Select Paper: ChainSpace: Sequence-Aware Design for Machine Learning-Driven Polymer Engineering

Research

Polymers have entered into every aspect of society, from familiar commodity items such as disposable plastic bags to high-value technological applications in electronics, energy, and medicine.

PhD Studies: University of Minnesota

In the modern drug discovery pharmaceutical pipeline, the vast majority of new drug candidates are extremely hydrophobic in nature, rendering them incompatible with the most popular, non-invasive, and low-cost route of administration for people worldwide, oral drug delivery.

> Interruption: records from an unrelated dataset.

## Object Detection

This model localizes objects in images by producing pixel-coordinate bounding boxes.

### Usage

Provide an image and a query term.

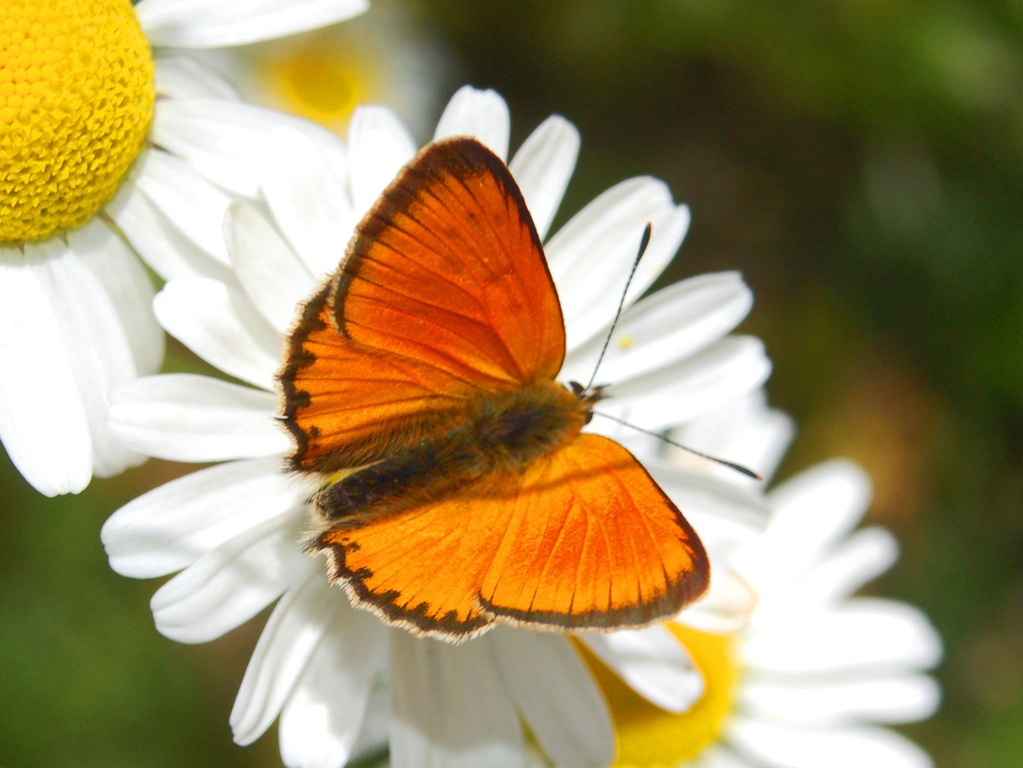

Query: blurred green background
[0,0,1023,768]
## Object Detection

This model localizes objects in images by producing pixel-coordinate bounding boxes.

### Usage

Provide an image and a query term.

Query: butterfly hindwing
[318,435,709,639]
[279,138,565,472]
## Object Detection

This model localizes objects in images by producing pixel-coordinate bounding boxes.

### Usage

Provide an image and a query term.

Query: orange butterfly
[278,138,709,642]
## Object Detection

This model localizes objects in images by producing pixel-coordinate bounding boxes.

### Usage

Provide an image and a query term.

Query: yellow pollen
[0,0,155,243]
[261,37,377,130]
[584,623,739,768]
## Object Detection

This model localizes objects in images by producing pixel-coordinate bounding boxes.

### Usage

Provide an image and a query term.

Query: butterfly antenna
[592,411,763,481]
[584,222,654,391]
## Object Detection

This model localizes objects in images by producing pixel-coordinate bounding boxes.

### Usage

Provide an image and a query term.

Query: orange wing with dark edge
[316,435,710,640]
[278,138,565,472]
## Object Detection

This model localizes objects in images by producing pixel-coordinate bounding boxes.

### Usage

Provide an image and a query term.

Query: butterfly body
[278,134,709,642]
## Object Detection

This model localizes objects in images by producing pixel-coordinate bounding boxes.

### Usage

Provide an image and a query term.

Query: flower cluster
[0,6,941,768]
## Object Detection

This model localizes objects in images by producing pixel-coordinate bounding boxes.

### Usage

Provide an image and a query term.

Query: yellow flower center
[0,0,155,243]
[260,36,377,130]
[586,623,739,768]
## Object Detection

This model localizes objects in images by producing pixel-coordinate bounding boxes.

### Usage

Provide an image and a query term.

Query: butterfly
[277,137,710,642]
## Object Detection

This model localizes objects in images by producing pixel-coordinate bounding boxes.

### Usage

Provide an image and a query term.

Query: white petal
[736,460,871,598]
[508,115,579,240]
[135,0,369,48]
[133,149,230,265]
[741,597,941,674]
[107,373,292,461]
[279,605,387,768]
[793,528,898,606]
[642,457,770,548]
[579,624,704,712]
[150,55,240,101]
[66,219,164,374]
[665,389,796,488]
[482,627,615,768]
[149,98,347,197]
[591,336,770,431]
[0,246,92,496]
[737,675,941,726]
[727,717,934,768]
[560,272,753,382]
[350,683,391,763]
[231,576,347,746]
[26,238,143,477]
[104,178,232,282]
[149,512,310,643]
[679,743,748,768]
[434,85,512,160]
[263,130,356,280]
[676,568,757,634]
[391,631,523,768]
[100,457,310,579]
[544,178,690,349]
[348,106,415,216]
[224,201,316,332]
[153,277,281,390]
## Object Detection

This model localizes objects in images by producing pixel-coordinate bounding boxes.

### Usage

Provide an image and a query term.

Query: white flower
[0,0,366,496]
[197,3,453,136]
[102,88,769,767]
[604,396,941,768]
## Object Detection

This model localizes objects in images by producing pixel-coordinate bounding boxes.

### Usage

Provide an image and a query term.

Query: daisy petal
[263,129,356,280]
[107,373,292,461]
[667,389,796,488]
[686,744,758,768]
[68,219,164,374]
[434,85,512,160]
[544,178,690,351]
[152,277,280,390]
[104,178,233,282]
[491,627,615,768]
[348,106,415,218]
[149,514,308,643]
[579,624,704,712]
[25,237,144,477]
[135,0,369,48]
[560,272,753,382]
[100,456,309,579]
[742,597,941,674]
[738,675,941,726]
[135,149,230,266]
[727,717,934,768]
[150,55,241,101]
[391,632,522,768]
[0,246,92,496]
[278,603,387,768]
[230,576,345,746]
[224,201,316,332]
[593,336,770,431]
[643,457,770,549]
[737,460,871,598]
[508,115,579,240]
[797,528,898,605]
[676,569,757,634]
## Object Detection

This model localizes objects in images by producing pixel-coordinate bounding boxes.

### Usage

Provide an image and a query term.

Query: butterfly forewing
[279,139,565,471]
[319,435,708,637]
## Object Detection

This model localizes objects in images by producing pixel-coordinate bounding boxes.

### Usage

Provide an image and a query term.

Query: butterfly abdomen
[316,380,587,521]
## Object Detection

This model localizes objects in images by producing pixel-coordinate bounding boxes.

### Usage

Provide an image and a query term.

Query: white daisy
[102,88,769,766]
[0,0,366,496]
[197,1,453,136]
[596,397,941,768]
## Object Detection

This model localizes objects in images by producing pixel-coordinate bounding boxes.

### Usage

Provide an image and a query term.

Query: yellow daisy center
[260,37,377,129]
[587,624,739,768]
[0,0,155,243]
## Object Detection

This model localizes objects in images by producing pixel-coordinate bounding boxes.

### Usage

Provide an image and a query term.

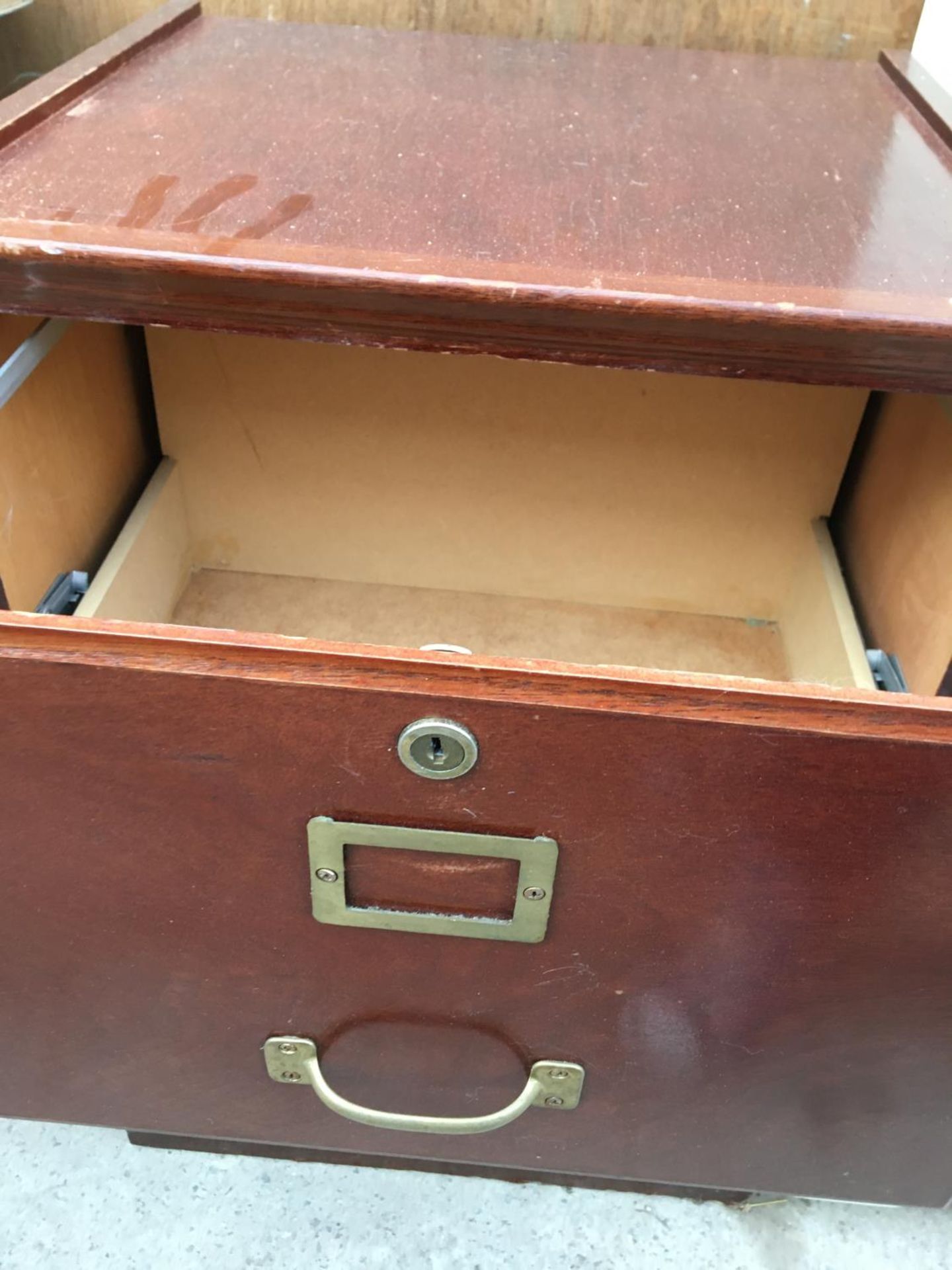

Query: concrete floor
[0,1120,952,1270]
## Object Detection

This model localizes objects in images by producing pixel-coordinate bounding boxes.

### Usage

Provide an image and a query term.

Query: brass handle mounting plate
[264,1037,585,1134]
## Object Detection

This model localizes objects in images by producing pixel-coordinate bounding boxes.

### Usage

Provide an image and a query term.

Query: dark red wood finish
[0,4,952,391]
[0,614,952,1205]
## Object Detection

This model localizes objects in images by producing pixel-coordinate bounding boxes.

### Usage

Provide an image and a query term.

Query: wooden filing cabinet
[0,3,952,1205]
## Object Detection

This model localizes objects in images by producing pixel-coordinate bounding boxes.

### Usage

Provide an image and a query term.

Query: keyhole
[397,719,480,781]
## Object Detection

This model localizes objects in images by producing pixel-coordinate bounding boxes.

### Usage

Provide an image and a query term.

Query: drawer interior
[71,329,873,689]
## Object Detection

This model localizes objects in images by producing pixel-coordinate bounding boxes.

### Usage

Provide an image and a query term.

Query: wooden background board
[0,0,923,87]
[149,330,865,624]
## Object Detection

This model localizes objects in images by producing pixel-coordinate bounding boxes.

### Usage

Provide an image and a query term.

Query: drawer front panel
[0,636,952,1204]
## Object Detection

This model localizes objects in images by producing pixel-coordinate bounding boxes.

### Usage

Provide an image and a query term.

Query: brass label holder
[307,816,559,944]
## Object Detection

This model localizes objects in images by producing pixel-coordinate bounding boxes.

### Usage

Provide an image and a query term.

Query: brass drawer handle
[264,1037,585,1133]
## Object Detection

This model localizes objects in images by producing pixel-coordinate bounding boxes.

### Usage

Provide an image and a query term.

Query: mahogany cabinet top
[0,0,952,391]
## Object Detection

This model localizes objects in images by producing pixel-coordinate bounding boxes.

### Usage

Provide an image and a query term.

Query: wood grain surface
[0,616,952,1205]
[0,0,923,90]
[0,4,952,390]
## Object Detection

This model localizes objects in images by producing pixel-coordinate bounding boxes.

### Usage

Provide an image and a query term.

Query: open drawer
[0,322,952,1203]
[77,331,873,689]
[0,0,952,1205]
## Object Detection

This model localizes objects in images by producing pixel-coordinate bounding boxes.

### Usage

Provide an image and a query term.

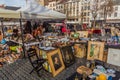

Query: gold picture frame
[77,31,88,38]
[73,43,86,58]
[87,41,105,61]
[47,49,65,77]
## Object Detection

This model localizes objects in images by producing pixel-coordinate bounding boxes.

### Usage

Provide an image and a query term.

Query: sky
[0,0,29,7]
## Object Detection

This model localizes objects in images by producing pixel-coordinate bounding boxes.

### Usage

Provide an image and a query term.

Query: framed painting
[87,41,104,61]
[61,46,75,67]
[107,48,120,66]
[77,31,88,38]
[47,49,65,77]
[73,43,86,58]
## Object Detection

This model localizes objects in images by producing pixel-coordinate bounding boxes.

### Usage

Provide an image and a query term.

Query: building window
[115,7,118,11]
[108,14,111,17]
[114,13,117,17]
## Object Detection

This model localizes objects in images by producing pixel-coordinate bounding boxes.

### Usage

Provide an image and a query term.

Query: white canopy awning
[18,1,66,19]
[0,8,20,18]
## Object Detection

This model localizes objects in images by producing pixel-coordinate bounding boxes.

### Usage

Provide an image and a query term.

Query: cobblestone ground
[0,59,120,80]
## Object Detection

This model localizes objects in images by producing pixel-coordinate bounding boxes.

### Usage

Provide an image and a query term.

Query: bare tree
[100,0,114,24]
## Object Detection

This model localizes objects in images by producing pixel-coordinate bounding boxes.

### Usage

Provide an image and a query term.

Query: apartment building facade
[44,0,120,25]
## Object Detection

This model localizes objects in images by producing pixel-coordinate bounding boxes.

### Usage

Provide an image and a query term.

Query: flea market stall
[0,2,120,80]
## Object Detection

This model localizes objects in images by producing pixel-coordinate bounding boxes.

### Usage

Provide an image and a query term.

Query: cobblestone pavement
[0,59,120,80]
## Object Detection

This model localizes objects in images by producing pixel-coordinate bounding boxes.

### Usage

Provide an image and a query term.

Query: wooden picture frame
[47,49,65,77]
[61,46,75,67]
[73,43,86,58]
[107,48,120,66]
[77,31,88,38]
[87,41,104,61]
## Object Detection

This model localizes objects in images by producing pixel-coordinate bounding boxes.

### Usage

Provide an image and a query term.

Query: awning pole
[1,18,5,38]
[19,13,26,58]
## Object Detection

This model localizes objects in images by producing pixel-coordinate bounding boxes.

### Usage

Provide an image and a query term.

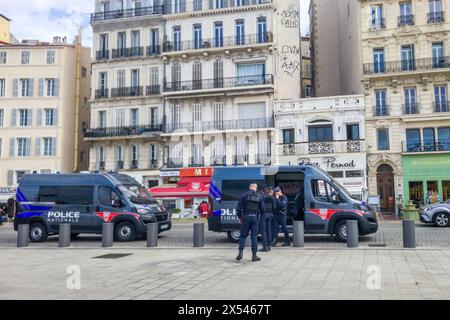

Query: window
[375,90,389,117]
[373,48,385,73]
[347,124,360,141]
[44,109,56,127]
[214,21,223,48]
[98,111,106,128]
[283,129,295,144]
[0,79,6,97]
[47,50,56,64]
[20,51,30,64]
[235,20,245,46]
[311,180,339,202]
[38,185,94,206]
[377,128,389,151]
[308,124,333,142]
[0,51,8,64]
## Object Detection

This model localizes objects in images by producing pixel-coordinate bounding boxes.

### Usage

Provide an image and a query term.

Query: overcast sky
[0,0,310,46]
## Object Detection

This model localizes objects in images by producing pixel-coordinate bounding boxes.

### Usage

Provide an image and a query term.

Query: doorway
[377,164,395,213]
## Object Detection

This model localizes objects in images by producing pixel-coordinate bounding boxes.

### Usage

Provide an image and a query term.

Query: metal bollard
[147,223,158,248]
[194,223,205,248]
[403,220,416,249]
[102,223,114,248]
[294,221,305,248]
[59,223,71,248]
[17,224,30,248]
[347,220,359,248]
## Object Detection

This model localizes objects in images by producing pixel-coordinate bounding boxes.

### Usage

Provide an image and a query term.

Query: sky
[0,0,310,46]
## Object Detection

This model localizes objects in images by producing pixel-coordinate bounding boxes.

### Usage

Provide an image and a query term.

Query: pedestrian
[272,187,291,247]
[259,187,276,252]
[236,184,264,262]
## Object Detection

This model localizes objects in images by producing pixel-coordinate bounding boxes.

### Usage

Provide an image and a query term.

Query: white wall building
[275,95,367,199]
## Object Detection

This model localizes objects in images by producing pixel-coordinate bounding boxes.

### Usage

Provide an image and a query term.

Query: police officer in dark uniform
[259,187,277,252]
[272,188,291,247]
[236,184,264,262]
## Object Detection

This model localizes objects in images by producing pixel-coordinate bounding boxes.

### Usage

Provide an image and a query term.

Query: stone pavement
[0,248,450,300]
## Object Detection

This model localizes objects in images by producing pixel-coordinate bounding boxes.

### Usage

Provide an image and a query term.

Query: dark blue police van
[14,173,172,242]
[208,165,378,242]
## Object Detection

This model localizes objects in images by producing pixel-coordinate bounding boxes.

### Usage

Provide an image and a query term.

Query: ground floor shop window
[409,181,424,206]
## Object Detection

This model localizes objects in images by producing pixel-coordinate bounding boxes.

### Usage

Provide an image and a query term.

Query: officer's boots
[236,251,244,261]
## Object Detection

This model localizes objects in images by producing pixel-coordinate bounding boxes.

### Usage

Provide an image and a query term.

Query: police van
[14,173,172,242]
[208,165,378,242]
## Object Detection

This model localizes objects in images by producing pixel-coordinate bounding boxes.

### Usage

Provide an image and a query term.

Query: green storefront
[402,153,450,206]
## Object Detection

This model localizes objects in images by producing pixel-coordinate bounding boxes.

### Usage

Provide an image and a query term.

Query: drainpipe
[73,28,81,172]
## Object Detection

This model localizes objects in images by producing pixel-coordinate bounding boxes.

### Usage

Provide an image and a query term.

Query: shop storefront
[402,154,450,206]
[150,168,213,214]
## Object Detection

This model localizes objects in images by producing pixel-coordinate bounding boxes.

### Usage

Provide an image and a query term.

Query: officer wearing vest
[272,188,291,247]
[259,188,276,252]
[236,184,264,262]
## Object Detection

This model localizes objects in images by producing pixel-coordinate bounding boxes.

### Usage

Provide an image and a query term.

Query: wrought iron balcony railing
[91,6,164,23]
[164,118,274,133]
[279,140,366,156]
[398,14,414,27]
[111,86,144,98]
[84,125,162,138]
[428,11,445,23]
[163,32,273,52]
[402,139,450,153]
[164,74,273,92]
[363,56,450,75]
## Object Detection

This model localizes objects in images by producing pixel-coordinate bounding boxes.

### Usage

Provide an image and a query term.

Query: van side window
[311,180,339,202]
[98,187,120,207]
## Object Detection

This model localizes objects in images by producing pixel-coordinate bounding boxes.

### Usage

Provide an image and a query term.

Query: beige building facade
[0,37,91,187]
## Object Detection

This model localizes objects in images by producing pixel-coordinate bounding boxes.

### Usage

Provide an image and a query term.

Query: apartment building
[86,0,301,190]
[85,0,164,187]
[275,95,368,199]
[0,36,91,187]
[358,0,450,212]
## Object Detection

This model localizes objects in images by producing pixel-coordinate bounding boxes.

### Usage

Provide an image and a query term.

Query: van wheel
[227,231,241,243]
[114,221,136,242]
[334,220,347,242]
[30,222,48,243]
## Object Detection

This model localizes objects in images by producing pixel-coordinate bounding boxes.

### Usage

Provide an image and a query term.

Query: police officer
[236,184,264,262]
[272,188,291,247]
[259,187,276,252]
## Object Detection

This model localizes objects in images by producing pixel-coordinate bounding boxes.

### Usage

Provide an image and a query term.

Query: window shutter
[7,170,14,187]
[13,79,19,97]
[9,138,16,158]
[37,109,42,127]
[55,79,59,97]
[11,109,17,127]
[36,138,41,157]
[25,138,31,157]
[38,79,44,97]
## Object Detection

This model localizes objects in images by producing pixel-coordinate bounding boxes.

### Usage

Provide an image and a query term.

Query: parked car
[420,200,450,228]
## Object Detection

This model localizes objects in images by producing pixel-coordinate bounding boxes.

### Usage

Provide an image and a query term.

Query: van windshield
[118,184,158,204]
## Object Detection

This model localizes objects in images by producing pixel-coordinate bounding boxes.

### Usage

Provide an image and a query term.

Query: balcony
[373,106,389,117]
[112,47,144,59]
[164,118,274,134]
[434,101,450,112]
[163,32,273,52]
[428,11,445,23]
[111,86,144,98]
[363,57,450,75]
[164,74,273,93]
[403,103,420,115]
[91,6,164,23]
[84,125,162,139]
[402,140,450,153]
[398,15,414,27]
[279,140,366,156]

To overcome this solubility problem, spray-dried dispersions (engineered solid-solid mixtures of amorphous drugs and polymeric carriers) have the potential of elevating drug solubility by orders of magnitude by maintaining drugs at supersaturation, thereby enhancing therapeutic potency and oral bioavailability over pharmaceutically-relevant timescales.

However, utilization of these materials is hindered by a lack molecular-level understanding between drugs and polymers. For my doctoral studies, rational approaches to establish structure-property relationships using well-defined, modular polymers were pursued.

Results elucidated new ways to carefully construct solid dispersion vehicles and controllably encapsulate drugs to direct storage and release properties. These findings provide essential synthetic tools and ingredients to meet unfulfilled drug formulation needs in today’s pharmaceutical landscape.

Postdoctoral Research: University of Chicago

Polyelectrolyte complexes (PECs) can address broad societal needs as key components in advanced biomaterials. PECs are assemblies of oppositely-charged polymers in aqueous solutions, which can be used to judiciously design multifunctional nanomedicine carriers.

My current work involves studying the dynamics and structural evolution of multiblock PECs. The goal of this work is to better understand how chain microstructures, properties, and hierarchical architectures affect the assembly mechanism and kinetics of PEC formation, which can range from PEC-core micelles to stimuli-responsive hydrogels.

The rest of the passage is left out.